Having a positive fold-change suggested that a certain gene was upregulated, and a negative fold-change suggested the opposite. The non-parametric Wilcoxon rank-sum test was performed to determine whether the expression difference was statistically significant. The associations between ethnicity, gender, and HIV infection status were modeled by linear regressions adjusted for age. The normality of the residuals of all final models was confirmed by histograms of residuals and statistical tests of normality. The FDR approach was used to adjust for multiple testing [Benjamini et al., 2001].

RESULTS

Demographic and Clinical Characteristics of Study Subjects

The demographic and clinical characteristics of this study’s 49 participants are shown in Table I. The infected/untreated and treated/non-viremic subjects were older with a median age of 30 and 35 respectively, compared to uninfected individuals with a median age of 14. Within the infected group, 25 participants were infected behaviorally and 8 perinatally.
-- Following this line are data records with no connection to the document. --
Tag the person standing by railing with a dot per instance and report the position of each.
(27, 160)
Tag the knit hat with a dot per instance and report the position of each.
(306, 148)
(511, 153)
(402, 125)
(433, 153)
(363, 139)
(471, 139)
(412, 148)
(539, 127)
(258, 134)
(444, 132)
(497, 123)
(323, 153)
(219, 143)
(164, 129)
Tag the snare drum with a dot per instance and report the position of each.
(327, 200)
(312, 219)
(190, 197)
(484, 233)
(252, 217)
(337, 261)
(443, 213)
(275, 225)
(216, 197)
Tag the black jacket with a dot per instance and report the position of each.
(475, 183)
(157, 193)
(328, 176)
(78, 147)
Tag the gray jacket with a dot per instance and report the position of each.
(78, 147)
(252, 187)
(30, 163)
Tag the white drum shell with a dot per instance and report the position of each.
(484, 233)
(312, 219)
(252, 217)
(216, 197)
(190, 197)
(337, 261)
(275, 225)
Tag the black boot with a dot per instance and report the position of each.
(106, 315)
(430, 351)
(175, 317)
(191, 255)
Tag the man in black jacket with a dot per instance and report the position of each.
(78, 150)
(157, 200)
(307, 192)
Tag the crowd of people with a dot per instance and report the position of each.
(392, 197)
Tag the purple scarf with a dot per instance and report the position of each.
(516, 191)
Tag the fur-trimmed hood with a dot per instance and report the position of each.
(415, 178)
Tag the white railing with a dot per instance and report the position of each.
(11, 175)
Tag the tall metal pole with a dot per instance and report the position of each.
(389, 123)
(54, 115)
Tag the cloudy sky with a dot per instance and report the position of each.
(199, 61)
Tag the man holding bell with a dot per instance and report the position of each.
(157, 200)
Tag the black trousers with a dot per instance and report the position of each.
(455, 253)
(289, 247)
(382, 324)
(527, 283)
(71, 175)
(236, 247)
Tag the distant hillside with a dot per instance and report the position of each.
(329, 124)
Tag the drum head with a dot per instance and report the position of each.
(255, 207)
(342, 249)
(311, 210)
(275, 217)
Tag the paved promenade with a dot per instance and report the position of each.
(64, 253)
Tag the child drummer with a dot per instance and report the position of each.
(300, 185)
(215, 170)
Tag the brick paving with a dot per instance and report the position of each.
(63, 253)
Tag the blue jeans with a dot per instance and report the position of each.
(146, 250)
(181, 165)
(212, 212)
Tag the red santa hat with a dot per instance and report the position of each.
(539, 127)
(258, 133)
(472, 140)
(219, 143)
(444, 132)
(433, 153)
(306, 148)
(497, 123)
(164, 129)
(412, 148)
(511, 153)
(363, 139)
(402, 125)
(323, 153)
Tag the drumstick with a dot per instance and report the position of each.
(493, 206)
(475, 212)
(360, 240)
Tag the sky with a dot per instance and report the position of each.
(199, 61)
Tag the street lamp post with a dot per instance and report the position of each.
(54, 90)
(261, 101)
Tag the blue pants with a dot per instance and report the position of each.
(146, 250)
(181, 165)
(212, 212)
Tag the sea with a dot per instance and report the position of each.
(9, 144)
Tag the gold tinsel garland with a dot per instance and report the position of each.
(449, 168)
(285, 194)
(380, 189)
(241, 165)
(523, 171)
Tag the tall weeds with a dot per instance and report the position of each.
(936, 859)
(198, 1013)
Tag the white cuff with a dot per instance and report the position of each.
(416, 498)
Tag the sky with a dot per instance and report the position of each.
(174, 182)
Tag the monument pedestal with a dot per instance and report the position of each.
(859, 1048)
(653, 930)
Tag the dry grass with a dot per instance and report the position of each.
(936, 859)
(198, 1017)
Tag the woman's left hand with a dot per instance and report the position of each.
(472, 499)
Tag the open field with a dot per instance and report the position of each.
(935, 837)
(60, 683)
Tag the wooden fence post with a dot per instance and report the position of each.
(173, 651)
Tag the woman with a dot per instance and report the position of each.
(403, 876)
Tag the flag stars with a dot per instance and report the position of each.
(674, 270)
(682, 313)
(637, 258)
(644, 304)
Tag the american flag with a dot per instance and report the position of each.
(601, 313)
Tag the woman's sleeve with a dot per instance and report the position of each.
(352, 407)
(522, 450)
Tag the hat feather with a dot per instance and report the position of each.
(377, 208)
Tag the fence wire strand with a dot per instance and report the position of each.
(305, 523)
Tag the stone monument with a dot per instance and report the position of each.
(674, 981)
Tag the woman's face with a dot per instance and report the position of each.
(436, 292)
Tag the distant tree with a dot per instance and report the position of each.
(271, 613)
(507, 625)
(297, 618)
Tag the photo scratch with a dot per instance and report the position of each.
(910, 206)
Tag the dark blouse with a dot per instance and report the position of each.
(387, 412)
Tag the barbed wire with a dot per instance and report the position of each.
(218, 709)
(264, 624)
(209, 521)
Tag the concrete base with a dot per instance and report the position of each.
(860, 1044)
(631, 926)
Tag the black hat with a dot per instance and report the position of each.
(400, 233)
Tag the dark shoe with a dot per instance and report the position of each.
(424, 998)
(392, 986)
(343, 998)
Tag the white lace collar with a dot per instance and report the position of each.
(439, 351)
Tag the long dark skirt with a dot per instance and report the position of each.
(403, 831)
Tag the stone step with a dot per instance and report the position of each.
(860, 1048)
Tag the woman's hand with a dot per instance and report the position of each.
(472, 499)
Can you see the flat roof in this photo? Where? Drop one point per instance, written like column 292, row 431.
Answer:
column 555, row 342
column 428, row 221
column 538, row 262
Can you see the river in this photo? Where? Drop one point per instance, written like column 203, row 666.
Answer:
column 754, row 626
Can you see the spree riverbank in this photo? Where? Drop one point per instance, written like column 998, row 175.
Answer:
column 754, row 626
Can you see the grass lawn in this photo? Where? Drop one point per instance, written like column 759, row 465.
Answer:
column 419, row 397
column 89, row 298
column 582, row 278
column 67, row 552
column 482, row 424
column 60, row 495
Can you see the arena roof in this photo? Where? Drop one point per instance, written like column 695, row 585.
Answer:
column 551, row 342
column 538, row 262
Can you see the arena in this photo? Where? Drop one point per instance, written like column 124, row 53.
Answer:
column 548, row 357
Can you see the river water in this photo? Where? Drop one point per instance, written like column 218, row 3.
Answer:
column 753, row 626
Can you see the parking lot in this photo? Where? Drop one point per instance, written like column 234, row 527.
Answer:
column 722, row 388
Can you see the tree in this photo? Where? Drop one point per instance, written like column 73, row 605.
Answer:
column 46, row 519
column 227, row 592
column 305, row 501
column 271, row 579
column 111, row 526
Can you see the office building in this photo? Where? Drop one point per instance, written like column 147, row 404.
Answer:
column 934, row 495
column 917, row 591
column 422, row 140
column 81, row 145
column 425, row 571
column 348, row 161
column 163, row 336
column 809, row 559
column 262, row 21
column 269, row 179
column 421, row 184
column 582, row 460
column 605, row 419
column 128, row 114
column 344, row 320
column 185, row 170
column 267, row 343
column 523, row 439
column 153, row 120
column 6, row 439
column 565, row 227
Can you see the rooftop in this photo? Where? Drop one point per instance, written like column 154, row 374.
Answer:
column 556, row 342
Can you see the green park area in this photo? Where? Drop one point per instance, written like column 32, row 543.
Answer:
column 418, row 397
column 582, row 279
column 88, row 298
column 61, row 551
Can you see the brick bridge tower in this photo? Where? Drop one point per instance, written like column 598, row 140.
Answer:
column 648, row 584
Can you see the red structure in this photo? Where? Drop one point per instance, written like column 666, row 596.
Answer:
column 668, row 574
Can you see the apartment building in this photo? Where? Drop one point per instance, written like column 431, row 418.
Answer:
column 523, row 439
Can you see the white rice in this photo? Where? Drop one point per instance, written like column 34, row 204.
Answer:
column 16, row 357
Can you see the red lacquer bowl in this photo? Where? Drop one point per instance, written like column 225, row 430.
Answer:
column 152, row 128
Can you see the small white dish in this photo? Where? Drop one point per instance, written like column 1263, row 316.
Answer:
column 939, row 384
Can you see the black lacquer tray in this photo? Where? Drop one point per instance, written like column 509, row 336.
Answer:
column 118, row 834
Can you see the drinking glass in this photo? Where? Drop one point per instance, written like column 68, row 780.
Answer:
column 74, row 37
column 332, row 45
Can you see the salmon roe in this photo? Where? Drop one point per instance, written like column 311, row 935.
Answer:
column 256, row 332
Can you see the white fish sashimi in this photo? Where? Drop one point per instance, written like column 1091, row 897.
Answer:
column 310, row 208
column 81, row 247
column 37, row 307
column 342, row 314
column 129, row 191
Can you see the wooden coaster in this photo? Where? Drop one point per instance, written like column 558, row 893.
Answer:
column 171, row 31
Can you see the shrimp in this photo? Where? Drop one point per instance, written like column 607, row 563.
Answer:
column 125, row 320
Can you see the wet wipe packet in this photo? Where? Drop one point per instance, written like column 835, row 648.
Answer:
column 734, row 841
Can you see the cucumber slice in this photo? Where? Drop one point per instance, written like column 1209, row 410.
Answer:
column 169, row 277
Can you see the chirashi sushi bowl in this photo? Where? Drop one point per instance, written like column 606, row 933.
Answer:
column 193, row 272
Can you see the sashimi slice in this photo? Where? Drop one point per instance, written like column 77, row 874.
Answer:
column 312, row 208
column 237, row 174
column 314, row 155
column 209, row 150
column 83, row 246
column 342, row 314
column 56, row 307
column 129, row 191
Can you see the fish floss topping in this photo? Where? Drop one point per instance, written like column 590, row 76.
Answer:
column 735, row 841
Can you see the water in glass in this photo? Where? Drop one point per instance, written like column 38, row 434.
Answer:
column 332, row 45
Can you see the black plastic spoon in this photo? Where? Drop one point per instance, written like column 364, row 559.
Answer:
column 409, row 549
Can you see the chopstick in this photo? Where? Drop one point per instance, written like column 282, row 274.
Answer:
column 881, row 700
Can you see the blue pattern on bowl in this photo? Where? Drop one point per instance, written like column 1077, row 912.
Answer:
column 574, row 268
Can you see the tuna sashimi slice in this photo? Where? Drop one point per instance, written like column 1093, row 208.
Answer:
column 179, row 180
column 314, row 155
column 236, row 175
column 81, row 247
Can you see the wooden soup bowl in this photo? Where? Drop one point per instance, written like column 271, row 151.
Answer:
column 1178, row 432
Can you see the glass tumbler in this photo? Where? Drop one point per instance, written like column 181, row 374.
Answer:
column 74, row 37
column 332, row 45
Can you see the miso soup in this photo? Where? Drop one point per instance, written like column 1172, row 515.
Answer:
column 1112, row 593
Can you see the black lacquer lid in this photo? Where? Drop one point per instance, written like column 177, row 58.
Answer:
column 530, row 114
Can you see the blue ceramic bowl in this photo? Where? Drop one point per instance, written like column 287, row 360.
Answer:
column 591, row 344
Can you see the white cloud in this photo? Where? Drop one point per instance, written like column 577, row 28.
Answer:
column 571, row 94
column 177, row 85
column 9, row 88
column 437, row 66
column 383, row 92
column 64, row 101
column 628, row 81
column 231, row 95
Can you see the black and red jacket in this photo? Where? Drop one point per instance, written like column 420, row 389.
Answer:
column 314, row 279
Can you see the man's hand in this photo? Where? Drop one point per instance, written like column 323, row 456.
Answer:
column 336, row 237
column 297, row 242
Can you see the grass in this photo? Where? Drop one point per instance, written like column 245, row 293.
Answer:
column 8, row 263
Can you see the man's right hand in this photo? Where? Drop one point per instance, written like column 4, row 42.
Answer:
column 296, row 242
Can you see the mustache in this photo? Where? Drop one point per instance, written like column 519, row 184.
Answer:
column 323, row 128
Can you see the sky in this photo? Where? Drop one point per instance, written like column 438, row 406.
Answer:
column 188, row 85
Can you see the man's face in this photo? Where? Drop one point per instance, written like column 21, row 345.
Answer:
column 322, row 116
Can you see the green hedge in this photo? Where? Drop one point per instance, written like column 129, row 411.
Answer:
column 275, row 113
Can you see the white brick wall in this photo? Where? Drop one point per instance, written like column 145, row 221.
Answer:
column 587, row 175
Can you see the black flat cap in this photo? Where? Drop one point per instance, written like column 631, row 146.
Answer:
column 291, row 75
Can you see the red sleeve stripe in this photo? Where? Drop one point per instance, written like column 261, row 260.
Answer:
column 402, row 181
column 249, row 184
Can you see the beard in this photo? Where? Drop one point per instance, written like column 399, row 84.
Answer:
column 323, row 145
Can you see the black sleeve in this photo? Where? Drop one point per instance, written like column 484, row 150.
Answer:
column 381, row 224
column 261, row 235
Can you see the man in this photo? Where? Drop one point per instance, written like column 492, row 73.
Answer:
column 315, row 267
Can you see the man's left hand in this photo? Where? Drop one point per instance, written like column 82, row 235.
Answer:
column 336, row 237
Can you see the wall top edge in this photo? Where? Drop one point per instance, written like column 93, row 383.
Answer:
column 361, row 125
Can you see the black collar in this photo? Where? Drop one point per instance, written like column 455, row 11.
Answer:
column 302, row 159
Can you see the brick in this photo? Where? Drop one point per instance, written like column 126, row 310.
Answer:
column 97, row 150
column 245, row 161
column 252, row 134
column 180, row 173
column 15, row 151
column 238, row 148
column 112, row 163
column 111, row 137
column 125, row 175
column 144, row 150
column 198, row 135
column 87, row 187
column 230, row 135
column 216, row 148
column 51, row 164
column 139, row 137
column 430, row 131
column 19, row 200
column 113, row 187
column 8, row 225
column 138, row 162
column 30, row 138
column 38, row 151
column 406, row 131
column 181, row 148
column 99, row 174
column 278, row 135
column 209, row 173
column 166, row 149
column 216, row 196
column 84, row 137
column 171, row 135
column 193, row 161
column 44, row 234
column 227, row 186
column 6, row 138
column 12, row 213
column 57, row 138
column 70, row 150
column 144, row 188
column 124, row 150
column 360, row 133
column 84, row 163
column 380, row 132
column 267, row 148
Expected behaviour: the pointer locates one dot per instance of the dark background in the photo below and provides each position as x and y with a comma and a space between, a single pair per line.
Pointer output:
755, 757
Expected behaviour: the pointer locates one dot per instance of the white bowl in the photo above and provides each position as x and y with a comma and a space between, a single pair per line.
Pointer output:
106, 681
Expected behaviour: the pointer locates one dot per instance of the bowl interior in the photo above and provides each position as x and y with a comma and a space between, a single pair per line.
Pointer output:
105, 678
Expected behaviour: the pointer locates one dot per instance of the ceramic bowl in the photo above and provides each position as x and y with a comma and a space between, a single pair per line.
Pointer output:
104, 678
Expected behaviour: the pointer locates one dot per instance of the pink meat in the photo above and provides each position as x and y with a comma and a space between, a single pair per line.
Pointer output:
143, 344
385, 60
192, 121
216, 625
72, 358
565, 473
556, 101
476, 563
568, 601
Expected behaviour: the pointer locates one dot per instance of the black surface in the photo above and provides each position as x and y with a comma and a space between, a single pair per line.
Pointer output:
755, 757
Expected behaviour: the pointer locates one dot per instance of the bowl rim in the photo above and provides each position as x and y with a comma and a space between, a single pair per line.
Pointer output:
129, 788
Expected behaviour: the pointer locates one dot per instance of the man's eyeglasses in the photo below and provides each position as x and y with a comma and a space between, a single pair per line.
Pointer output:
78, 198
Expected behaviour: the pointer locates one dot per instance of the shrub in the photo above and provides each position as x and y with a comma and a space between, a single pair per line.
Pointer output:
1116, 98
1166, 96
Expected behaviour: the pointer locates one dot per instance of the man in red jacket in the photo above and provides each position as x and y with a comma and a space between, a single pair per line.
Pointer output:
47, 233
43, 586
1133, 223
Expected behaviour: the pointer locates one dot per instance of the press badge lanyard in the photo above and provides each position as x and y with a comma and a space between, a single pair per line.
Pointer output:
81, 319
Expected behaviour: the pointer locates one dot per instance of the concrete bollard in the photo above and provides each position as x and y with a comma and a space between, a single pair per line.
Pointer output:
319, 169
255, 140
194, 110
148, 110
The infected/treated/non-viremic individuals had the highest median CD4 count (range: 405–976 cells/µl) and initial (pre-purification) CD4 percentage (range: 18–45.9%), while those in the infected/treated/high viral load group had the lowest CD4 count (range: 23–713 cells/µl) and initial CD4 percentage (range: 1.1–29.8%). The infected/untreated group included patients with low viral loads (consistently <1,000 copies/ml for 3–16 years), as well as those with much higher viral loads. This group displayed a large viral load range from 129 to 1,880,000 copies/ml. The infected/treated/high viral load group had viral loads ranging from 11,776 to 172,136 copies/ml, as they were chosen to have viral loads greater than 10,000 copies/ml. This study’s design, illustrated in Figure 1, consisted of purification of participants’ CD4+ cells from total PBMCs and comparison of HSP90, LEDGF/p75, p21/WAF1, and APOBEC3G gene expression with respect to sex, ethnicity, infection status, viremic status, raltegravir/protease inhibitor treatment, and viral load.

Fig. 1.

Fig. 1.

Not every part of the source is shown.